四十七 大幣

むかし、男、ねむごろに、いかでと思ふ女ありけり。されどこの男を、あだなりと聞きて、つれなさのみまさりつついへる。

大幣の引く手あまたになりぬれば思へどえこそ頼まざりけれ

返し、男、

大幣と名にこそ立てれ流れてもつひによる瀬はありといふものを

現代語訳

昔、男が心から、どうにかして一緒になりたいと思う女がいた。しかし女はこの男を浮気者だと聞いていて、冷淡さばかりをつのらせつつ、詠んだ。

あなたは神社の大幣のように引く手あまたなのですから、たとえ貴方のことを思っても、貴方のことは、あてにしないことにします。

返しに男が詠んだ。

大幣のように引く手あまたと評判を立てられている私ですが、しかしその大幣だって最後はどこかの川の瀬に流れ着くのです。私が流れ着くのは、あなたのもと以外ありえないんですよ。

語句

■ねむごろに 心から。 ■あだなり 浮気性。 ■「大幣の…」 「大幣」は神社等でお払いにつかう幣帛(へいはく)。祓えが終わると人々が自分の身に引き付けて穢れを移し、穢れを移した後は水に流す。次の「引く手あまた」につながる。■「大幣と…」 「名」は評判。「寄る瀬」は大幣を流す川の瀬。より所。

解説

「大幣」は、神社でケガレを祓うために使う、例のハタキみたいな、幣帛のことです。お祓いを終えた後は人々が自分の体に「引き」つけて、ゴシゴシと体にこすりつけて、自分の体の中のケガレを大幣に移して、移した後は水に流します。
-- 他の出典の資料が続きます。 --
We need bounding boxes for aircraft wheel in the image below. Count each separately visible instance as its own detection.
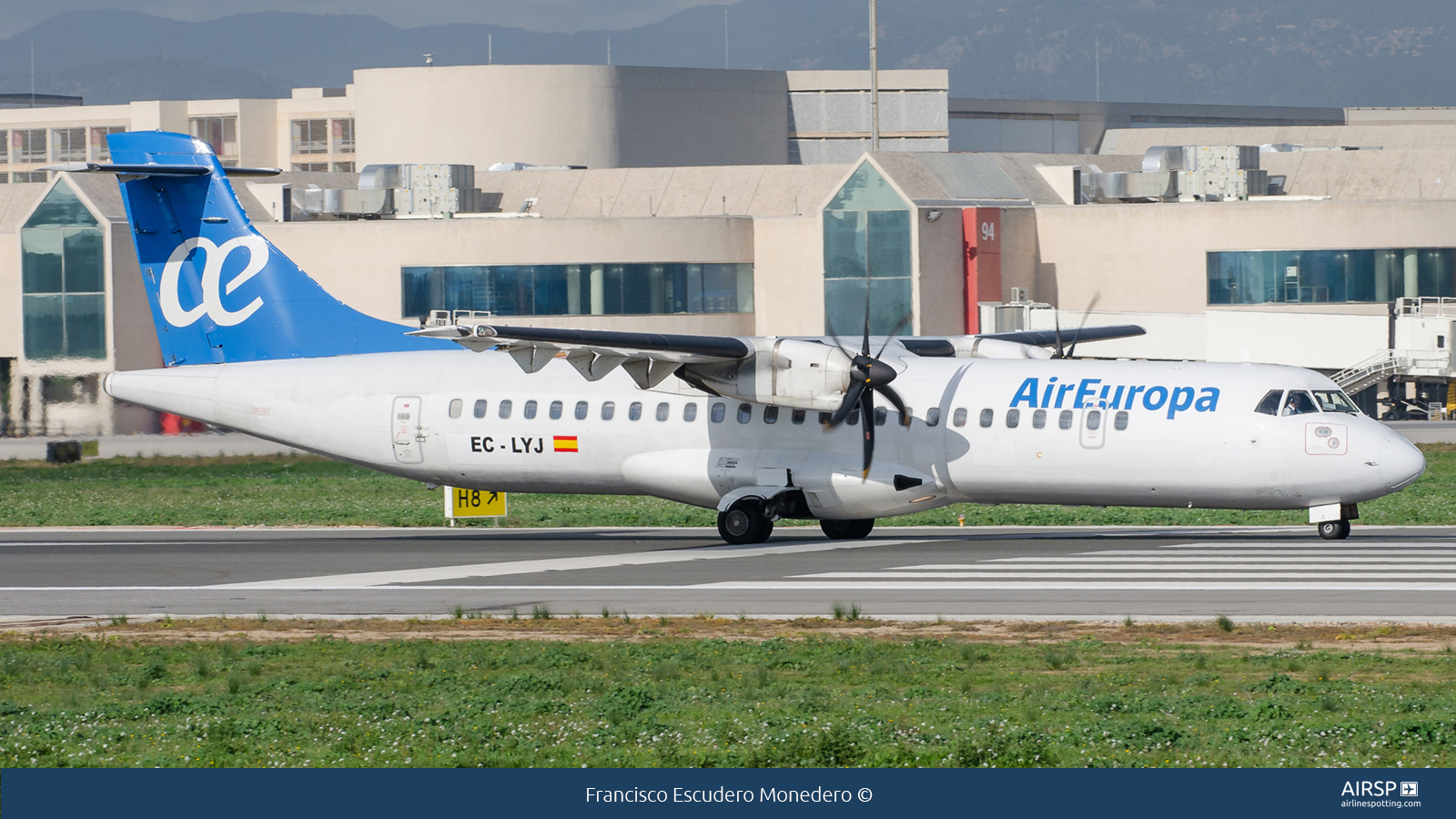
[820,518,875,541]
[718,500,774,547]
だから、「大幣」は「引く手あまた」なんです。これを、女性から引く手あまたのたとえとして詠みます。あなたは神社の大幣のように、ほうぼうから引く手あまたでしょうから、信用できませんわ。

男は答えます。引く手あまたなんておっしゃいますが、大幣はお祓いをした後、川に流すんです。とはいってもずーーっと流れているわけじゃない。いずれ、どこかの川の瀬に流れ着くでしょう。私にとって、流れ着く川の瀬、それがあなたなんですよと。

「大幣」というめずらしい趣向で詠まれた、歌のやり取りです。